Since deep learning systems do not generalize well when training data is incomplete and missing coverage of corner cases, it is difficult to ensure the robustness of safety-critical self-adaptive systems with deep learning components. Stakeholders require a reasonable level of confidence that a safety-critical system will behave as expected in all contexts. However, uncertainty in the behavior of safety-critical Learning-Enabled Systems (LESs) arises when run-time contexts deviate from training and validation data. To this end, this paper proposes an approach to develop a more robust safety-critical LES by predicting its learned behavior when exposed to uncertainty and thereby enabling mitigating countermeasures for predicted failures. By combining evolutionary computation with machine learning, an automated method is introduced to assess and predict the behavior of an LES when faced with previously unseen environmental conditions. By experimenting with Deep Neural Networks (DNNs) under a variety of adverse environmental changes, the proposed method is compared to a Monte Carlo (i.e., random sampling) method. Results indicate that when Monte Carlo sampling fails to capture uncommon system behavior, the proposed method is better at training behavior models with fewer training examples required.

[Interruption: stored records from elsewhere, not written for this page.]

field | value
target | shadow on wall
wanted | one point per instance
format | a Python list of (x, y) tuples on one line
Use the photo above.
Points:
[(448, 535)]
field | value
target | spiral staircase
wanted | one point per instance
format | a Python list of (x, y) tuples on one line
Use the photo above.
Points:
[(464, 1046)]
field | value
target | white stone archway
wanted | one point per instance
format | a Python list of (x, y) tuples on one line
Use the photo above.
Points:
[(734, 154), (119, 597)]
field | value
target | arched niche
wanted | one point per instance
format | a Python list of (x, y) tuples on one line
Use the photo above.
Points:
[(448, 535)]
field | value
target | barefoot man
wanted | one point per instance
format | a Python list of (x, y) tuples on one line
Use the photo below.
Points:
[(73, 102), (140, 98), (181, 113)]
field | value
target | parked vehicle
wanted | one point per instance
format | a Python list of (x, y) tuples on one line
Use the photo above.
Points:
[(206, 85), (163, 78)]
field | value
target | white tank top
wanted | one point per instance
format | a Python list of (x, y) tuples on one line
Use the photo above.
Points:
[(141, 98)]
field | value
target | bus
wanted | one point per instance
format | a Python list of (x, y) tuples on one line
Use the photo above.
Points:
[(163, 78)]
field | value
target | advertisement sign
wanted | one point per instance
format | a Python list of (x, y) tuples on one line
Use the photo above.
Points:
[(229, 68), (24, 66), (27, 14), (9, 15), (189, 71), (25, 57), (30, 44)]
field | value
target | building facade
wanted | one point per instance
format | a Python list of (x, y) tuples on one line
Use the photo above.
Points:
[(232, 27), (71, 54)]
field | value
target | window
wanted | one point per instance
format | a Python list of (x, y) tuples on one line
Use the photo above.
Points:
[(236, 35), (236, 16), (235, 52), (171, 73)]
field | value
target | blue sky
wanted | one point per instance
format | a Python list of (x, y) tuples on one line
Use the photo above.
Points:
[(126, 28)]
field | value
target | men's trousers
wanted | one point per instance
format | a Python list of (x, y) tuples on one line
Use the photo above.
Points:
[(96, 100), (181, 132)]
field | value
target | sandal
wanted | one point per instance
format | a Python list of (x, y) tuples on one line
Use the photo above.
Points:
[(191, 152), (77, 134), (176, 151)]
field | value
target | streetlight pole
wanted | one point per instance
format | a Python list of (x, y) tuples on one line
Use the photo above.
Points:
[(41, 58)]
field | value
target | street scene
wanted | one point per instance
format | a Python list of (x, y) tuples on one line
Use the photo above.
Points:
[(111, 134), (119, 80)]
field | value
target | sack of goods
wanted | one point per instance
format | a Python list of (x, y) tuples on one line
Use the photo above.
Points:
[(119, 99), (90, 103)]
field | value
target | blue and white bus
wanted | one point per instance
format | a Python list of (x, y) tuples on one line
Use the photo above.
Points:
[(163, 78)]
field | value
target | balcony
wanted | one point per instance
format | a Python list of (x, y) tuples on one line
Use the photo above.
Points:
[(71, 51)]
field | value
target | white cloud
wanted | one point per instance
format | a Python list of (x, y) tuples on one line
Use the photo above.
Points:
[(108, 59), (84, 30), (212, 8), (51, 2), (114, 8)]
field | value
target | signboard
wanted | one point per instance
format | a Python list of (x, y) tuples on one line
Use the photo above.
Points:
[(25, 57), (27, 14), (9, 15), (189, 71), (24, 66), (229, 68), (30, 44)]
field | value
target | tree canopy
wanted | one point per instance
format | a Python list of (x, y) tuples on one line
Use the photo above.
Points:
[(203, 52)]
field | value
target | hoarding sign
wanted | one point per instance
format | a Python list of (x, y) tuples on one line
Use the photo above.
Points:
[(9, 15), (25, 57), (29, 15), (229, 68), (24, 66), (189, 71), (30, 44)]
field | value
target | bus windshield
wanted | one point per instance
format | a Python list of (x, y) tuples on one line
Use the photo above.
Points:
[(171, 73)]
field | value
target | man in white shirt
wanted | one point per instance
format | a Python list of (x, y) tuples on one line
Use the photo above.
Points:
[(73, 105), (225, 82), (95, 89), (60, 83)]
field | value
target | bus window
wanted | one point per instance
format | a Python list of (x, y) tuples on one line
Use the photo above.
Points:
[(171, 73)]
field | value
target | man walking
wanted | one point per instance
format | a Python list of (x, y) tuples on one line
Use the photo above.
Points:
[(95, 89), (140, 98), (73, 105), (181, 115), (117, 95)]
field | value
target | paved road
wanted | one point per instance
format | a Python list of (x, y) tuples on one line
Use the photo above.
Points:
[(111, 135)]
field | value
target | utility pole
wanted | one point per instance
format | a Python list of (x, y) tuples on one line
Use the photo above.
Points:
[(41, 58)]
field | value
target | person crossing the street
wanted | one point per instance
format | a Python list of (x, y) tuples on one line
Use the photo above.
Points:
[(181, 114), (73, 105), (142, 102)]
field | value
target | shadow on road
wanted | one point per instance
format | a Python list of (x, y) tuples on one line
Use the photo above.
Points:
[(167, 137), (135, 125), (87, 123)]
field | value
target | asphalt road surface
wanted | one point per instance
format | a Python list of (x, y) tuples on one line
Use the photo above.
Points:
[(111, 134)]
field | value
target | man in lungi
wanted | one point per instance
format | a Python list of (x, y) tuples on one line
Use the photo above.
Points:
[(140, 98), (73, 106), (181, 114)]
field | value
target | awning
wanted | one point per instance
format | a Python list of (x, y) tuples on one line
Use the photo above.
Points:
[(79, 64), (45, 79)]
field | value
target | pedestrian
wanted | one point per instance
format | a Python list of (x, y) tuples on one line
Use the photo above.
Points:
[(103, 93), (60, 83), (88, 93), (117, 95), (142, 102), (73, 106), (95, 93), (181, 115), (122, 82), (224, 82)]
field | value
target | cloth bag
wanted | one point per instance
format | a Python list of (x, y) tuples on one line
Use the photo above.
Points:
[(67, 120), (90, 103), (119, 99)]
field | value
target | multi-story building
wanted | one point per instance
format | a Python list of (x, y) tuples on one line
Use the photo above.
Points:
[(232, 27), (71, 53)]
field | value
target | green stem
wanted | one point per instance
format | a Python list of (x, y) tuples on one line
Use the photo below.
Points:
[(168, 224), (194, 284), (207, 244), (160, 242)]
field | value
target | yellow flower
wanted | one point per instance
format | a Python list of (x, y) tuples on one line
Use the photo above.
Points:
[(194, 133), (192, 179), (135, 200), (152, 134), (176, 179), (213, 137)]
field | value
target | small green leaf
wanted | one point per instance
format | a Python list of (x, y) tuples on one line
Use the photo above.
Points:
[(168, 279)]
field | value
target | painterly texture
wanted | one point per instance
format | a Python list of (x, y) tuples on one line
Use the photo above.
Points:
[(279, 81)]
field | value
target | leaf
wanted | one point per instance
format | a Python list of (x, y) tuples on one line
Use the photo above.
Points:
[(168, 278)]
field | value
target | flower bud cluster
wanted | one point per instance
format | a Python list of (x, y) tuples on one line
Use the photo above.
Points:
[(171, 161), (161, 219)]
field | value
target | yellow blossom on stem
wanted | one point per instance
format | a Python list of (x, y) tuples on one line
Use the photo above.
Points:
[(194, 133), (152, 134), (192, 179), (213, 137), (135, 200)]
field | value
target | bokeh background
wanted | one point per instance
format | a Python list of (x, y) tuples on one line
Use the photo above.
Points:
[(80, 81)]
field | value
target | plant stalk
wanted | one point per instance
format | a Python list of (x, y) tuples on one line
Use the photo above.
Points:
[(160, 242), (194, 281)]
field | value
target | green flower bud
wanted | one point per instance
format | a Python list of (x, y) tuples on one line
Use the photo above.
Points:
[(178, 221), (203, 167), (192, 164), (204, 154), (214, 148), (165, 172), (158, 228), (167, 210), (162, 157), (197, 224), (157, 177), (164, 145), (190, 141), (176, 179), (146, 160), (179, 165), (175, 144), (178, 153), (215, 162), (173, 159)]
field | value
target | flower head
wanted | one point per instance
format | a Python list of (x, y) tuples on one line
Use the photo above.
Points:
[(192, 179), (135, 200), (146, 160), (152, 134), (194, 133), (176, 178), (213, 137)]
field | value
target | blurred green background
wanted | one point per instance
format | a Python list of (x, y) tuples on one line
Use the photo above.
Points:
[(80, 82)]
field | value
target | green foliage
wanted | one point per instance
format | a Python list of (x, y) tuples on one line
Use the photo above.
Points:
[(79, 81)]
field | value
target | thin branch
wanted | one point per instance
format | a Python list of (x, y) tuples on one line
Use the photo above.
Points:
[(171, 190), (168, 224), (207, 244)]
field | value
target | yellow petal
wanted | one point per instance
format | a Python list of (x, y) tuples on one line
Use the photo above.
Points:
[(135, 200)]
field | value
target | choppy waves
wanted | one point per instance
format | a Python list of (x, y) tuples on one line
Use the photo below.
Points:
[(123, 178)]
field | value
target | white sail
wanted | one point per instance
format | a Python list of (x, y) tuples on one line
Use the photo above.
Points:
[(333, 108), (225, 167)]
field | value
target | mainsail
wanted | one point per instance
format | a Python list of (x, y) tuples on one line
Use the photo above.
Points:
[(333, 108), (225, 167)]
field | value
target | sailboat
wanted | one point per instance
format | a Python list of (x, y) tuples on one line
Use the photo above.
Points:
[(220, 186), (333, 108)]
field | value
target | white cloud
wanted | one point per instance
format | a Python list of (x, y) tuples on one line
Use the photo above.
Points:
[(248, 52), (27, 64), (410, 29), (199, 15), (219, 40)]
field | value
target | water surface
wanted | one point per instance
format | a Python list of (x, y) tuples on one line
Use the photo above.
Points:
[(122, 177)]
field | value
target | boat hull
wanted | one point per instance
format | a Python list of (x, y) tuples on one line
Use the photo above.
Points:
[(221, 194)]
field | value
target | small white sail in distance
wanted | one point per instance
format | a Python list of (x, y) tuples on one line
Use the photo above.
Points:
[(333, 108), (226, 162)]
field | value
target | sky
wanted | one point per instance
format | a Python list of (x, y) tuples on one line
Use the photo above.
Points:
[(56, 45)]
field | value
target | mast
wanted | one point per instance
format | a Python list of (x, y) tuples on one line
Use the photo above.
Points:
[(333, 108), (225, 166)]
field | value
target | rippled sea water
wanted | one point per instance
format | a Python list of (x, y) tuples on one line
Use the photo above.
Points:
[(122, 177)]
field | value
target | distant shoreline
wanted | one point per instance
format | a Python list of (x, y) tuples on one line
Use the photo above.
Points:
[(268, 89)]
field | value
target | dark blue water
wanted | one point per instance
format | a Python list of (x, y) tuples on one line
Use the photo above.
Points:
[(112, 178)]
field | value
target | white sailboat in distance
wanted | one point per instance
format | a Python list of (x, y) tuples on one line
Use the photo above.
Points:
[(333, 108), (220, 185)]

“知道你所知道的”:面对不确定性时预测学习系统的行为
由于深度学习系统在训练数据不完整和缺少对边缘案例的覆盖时不能很好地泛化,因此很难确保具有深度学习组件的安全关键型自适应系统的鲁棒性。利益相关者需要对安全关键系统在所有情况下都能按预期运行有合理的信心。然而,当运行时上下文偏离训练和验证数据时,安全关键型学习启用系统(LESs)行为中的不确定性就会出现。为此,本文提出了一种方法,通过预测其暴露于不确定性时的学习行为来开发更健壮的安全关键型LES,从而能够减轻预测故障的对策。通过将进化计算与机器学习相结合,引入了一种自动化方法来评估和预测LES在面对以前未见过的环境条件时的行为。通过对各种不利环境变化下的深度神经网络(dnn)进行实验,将所提出的方法与蒙特卡罗(即随机抽样)方法进行了比较。结果表明,当蒙特卡罗采样不能捕获不常见的系统行为时,该方法在训练行为模型方面表现较好,所需的训练样例较少。
本文章由计算机程序翻译,如有差异,请以英文原文为准。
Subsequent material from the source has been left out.